Apparently it is a song about anti-depressant drugs that Cox had been taking recently which have an addictive quality (I believe). The song is about sleeping until you throw up, or feel drunk, sleeping while the intended target of the song goes out to have "lunch with a girl who has hair as soft as baby's breath...lunch with a girl that takes time to listen to every word you utter," quite probably the most achingly sung lines on the album, and potentially the most heartbreaking. Regardless, LTBLTWCSBCF ends with the title-track instrumental, content with whimpering out the remainder of its energy on some far away sounding distorted guitar sounds.

I may have been exagerrating when I said that Random Spirit Lover might have been better than OK Computer, and people thought I was crazy when I said that, so I will not say that Let the Blind Lead Those Who Can See but Cannot Feel is better than Loveless, but I will say that it tries damn hard to be. Unless some truly amazing work is released this year, Atlas Sound's debut deserves to be near the top of the year end best of 2008 lists. Unfortunately, I would imagine that most will not remember it by then. Indeed, it seems most don't even remember it now, even though it only came out a couple of months ago.

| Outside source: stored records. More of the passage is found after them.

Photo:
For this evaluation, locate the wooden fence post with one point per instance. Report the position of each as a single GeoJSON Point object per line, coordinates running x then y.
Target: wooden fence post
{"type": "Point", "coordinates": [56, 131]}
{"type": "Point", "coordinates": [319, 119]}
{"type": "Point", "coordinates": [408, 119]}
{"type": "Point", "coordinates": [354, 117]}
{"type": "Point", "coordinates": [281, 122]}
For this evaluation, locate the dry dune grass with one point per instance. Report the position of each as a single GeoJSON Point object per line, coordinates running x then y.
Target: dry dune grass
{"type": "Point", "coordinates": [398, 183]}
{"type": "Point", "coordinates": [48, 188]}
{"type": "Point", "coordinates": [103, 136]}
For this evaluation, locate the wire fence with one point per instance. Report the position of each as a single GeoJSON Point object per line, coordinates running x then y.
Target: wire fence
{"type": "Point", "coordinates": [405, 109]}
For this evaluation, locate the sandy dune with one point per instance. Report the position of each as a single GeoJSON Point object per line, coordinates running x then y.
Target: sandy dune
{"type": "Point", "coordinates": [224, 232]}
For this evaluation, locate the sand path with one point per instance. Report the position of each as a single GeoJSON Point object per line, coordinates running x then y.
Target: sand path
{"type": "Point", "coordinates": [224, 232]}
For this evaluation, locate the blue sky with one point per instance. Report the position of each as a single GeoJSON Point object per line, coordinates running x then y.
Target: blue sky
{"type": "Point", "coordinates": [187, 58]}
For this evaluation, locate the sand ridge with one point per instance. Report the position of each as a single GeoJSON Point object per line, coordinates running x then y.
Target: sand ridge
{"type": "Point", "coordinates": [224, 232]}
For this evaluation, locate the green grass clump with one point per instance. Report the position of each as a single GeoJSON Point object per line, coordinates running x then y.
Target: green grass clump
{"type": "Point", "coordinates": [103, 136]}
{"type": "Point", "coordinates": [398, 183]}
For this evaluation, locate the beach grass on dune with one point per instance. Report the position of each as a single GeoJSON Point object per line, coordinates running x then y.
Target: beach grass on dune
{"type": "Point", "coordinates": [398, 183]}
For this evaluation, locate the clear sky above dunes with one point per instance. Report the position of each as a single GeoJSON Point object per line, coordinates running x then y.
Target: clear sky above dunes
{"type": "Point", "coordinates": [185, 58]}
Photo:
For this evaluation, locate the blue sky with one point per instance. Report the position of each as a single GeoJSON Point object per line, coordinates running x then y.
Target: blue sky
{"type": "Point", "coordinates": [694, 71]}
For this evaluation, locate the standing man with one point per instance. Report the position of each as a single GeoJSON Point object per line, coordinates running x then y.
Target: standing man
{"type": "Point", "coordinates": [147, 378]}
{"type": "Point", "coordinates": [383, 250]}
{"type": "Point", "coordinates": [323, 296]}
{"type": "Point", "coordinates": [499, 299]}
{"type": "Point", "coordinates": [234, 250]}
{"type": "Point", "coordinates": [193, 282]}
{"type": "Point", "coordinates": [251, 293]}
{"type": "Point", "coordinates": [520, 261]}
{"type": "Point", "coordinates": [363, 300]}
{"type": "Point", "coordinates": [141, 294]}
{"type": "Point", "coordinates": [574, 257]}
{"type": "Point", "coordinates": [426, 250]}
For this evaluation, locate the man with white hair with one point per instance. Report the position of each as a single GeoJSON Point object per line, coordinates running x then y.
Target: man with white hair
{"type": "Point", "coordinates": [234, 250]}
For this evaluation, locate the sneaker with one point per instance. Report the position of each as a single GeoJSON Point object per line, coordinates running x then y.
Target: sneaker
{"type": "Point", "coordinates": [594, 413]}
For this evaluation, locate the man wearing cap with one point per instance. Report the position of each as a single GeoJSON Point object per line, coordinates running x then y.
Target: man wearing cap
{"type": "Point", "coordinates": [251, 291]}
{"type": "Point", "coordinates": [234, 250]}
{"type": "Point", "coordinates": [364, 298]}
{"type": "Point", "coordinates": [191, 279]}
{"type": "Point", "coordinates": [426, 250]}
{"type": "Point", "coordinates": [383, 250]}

I went nuts when it came out and listened to it many times in a row and I went to see their show at the Echo in L.A. and they played most of the songs from the album and the only one that was different was "Ativan," which had been turned into a loud shoegaze song. If I hadn't been so afraid of coming off the wrong way, I could have interviewed Bradford Cox that night (I saw him outside, but he was already talking voluminously to someone so I didn't interrupt) and pulled together much more personal insight into this album review. But I believe I have done a good enough job.